Przez Patrick Harrington
Podpułkownik policji Arun Musikim, zastępca inspektora policji prowincji Surat Thani, powiedział: „Sprawy dotyczące przemytu marihuany przez obywateli brytyjskich pojawiają się już od jakiegoś czasu.
„Na wyspach Tajlandii na południu uprawia się dużo konopi, ponieważ klimat jest odpowiedni i jest to legalne. Wiele gangów jest tym zafascynowanych.
„Istnieją teraz różne metody przemytu, które widzieliśmy. Niektórzy sami to noszą, niektórzy wynajmują backpackerów, a niektórzy wysyłają pocztą.
„W tym roku przechwyciliśmy wiele przypadków. Większość dotyczy obywateli Wielkiej Brytanii i Malezji.
„Obywatele brytyjscy mogą łatwo podróżować, ponieważ mogą wjechać do Tajlandii i wrócić do Wielkiej Brytanii bez konieczności posiadania wizy.
„Większość przemytników to osoby wynajęte do przewozu marihuany, podobnie jak turyści przemycają towary wolne od podatku.
„To zazwyczaj bezrobotni ludzie z Wielkiej Brytanii. Gangi oferują im loty, kieszonkowe i pobyty w hotelach, tylko po to, żeby przyjechali, podróżowali i zabrali ze sobą torbę do domu.

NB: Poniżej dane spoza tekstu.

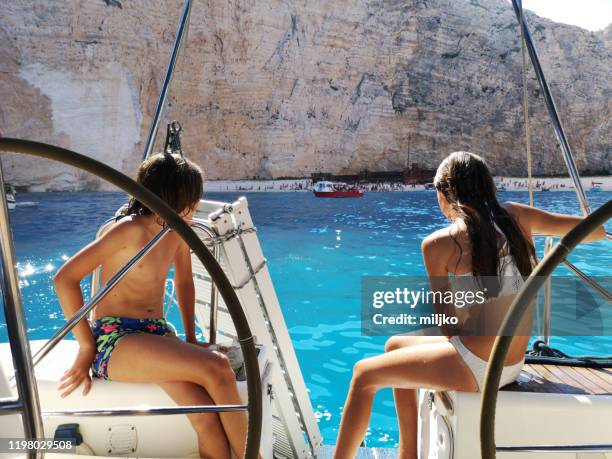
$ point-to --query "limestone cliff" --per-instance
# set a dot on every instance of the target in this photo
(273, 88)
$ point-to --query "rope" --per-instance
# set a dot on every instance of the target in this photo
(526, 109)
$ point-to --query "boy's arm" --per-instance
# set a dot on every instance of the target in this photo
(185, 290)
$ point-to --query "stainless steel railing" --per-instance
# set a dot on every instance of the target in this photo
(214, 293)
(27, 403)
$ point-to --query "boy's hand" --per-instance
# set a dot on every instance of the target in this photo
(79, 373)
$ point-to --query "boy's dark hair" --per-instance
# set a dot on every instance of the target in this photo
(175, 179)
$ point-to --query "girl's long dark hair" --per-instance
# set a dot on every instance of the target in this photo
(466, 182)
(175, 179)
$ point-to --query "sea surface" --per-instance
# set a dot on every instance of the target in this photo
(318, 250)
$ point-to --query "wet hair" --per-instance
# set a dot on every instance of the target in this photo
(466, 182)
(173, 178)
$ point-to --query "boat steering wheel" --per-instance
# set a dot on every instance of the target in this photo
(514, 315)
(176, 223)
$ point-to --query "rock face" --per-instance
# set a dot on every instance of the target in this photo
(271, 88)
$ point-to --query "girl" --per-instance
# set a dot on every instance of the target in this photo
(129, 339)
(484, 241)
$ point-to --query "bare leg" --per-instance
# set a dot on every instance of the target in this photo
(406, 400)
(145, 358)
(212, 441)
(434, 365)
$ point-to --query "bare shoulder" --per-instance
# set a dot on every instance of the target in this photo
(125, 230)
(514, 208)
(441, 241)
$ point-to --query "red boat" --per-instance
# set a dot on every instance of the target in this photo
(336, 190)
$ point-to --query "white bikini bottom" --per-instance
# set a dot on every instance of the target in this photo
(478, 366)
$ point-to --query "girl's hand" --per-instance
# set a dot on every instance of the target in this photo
(79, 373)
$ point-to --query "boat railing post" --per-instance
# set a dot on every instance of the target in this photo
(17, 330)
(214, 305)
(163, 96)
(547, 307)
(214, 293)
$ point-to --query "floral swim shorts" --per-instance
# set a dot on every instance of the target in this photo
(109, 330)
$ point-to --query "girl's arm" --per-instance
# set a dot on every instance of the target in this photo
(185, 290)
(67, 282)
(436, 249)
(538, 221)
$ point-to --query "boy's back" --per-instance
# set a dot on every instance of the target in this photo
(140, 293)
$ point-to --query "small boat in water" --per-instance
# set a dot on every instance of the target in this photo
(10, 192)
(336, 190)
(595, 186)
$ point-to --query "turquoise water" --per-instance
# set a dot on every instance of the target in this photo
(318, 249)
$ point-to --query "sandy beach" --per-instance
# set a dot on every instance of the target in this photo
(603, 183)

„Ci ludzie często mają słabą pozycję społeczną w domu i szukają sposobów na szybkie zarobienie pieniędzy. Znajdują ich przez znajomych lub w mediach społecznościowych.
„Wielu z nich wybierze się na festiwale i imprezy podczas swojego pobytu tutaj, tak jakby byli na zwykłej wycieczce za granicę.

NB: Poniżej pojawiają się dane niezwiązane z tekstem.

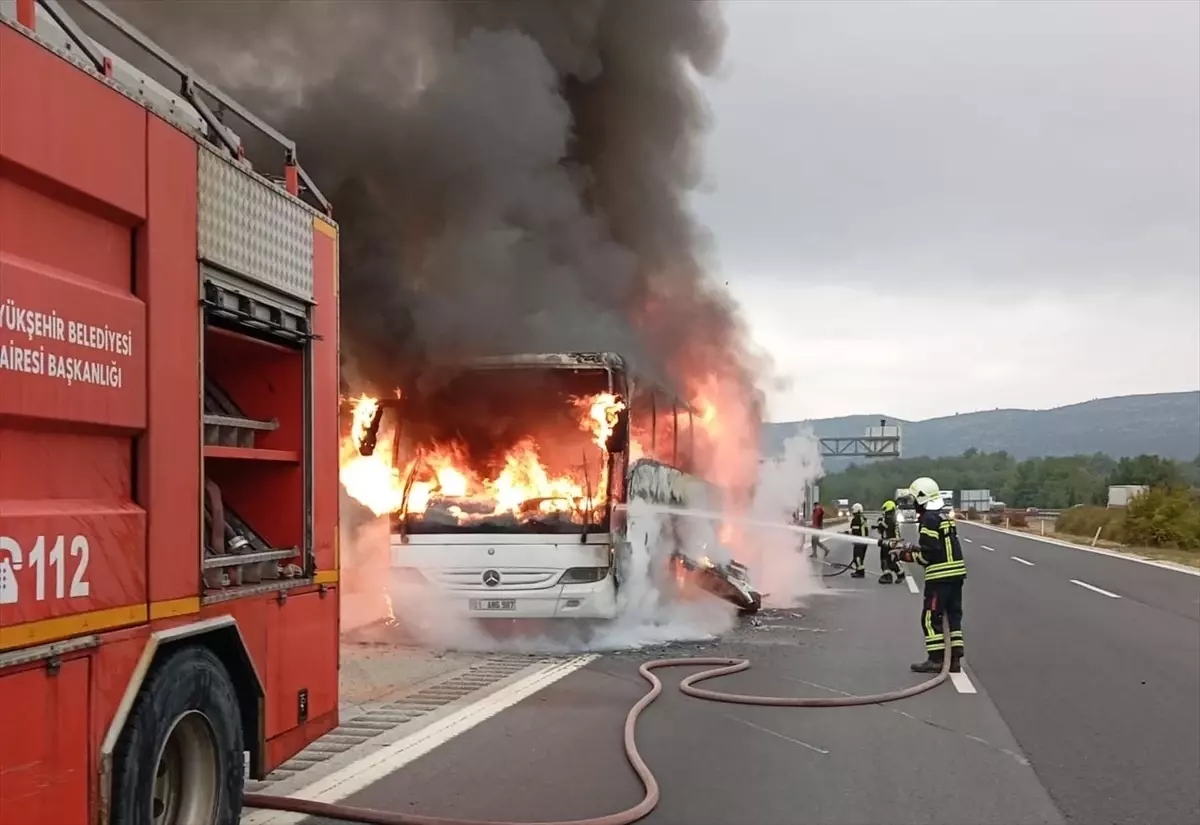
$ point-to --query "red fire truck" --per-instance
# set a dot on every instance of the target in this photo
(168, 437)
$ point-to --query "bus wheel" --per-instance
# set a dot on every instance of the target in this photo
(179, 759)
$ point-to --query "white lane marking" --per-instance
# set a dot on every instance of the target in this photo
(1097, 550)
(1092, 586)
(963, 682)
(378, 764)
(775, 733)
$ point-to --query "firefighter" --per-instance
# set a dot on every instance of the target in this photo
(889, 530)
(858, 527)
(941, 554)
(819, 523)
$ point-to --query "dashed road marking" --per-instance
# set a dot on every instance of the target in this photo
(963, 682)
(1093, 588)
(775, 733)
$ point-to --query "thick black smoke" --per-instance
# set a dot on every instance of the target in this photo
(508, 176)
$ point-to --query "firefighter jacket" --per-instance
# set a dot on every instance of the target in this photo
(939, 549)
(888, 525)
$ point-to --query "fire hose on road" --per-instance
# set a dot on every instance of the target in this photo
(717, 668)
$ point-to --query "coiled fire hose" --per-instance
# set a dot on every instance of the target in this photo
(717, 667)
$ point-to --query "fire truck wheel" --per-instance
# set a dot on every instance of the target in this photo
(179, 759)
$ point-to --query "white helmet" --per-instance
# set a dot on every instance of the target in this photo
(925, 493)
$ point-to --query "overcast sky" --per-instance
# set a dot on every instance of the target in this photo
(1011, 190)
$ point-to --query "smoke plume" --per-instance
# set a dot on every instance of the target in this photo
(509, 176)
(780, 562)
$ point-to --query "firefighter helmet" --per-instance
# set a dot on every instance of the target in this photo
(925, 493)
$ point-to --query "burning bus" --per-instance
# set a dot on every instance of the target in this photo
(503, 480)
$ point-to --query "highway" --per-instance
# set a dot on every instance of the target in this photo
(1080, 703)
(1095, 664)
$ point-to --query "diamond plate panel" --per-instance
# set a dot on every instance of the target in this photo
(249, 227)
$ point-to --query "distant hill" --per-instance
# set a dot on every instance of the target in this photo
(1163, 425)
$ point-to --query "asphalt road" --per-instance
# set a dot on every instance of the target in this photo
(1102, 693)
(1086, 710)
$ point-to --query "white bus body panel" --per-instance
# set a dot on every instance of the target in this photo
(468, 572)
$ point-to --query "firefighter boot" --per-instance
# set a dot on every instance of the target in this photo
(929, 666)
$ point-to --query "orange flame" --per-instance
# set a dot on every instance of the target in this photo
(442, 475)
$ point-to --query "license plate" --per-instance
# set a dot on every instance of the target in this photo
(493, 604)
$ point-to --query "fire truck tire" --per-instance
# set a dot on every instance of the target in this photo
(179, 759)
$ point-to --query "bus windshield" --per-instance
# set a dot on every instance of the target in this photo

„Mówią im, że to łatwe i że nie zostaną złapani. Wtedy kwota, za którą organizatorzy mogą sprzedać marihuanę w Wielkiej Brytanii, jest znacznie wyższa niż w Tajlandii.
„Policja podejrzewa, że po drugiej stronie jest wielu pracodawców i grup otrzymujących narkotyki. Następnie marihuana trafia na rynek brytyjski.
„Zachowujemy czujność, aby mieć pewność, że nie będzie żadnych dróg wyjścia z kraju”.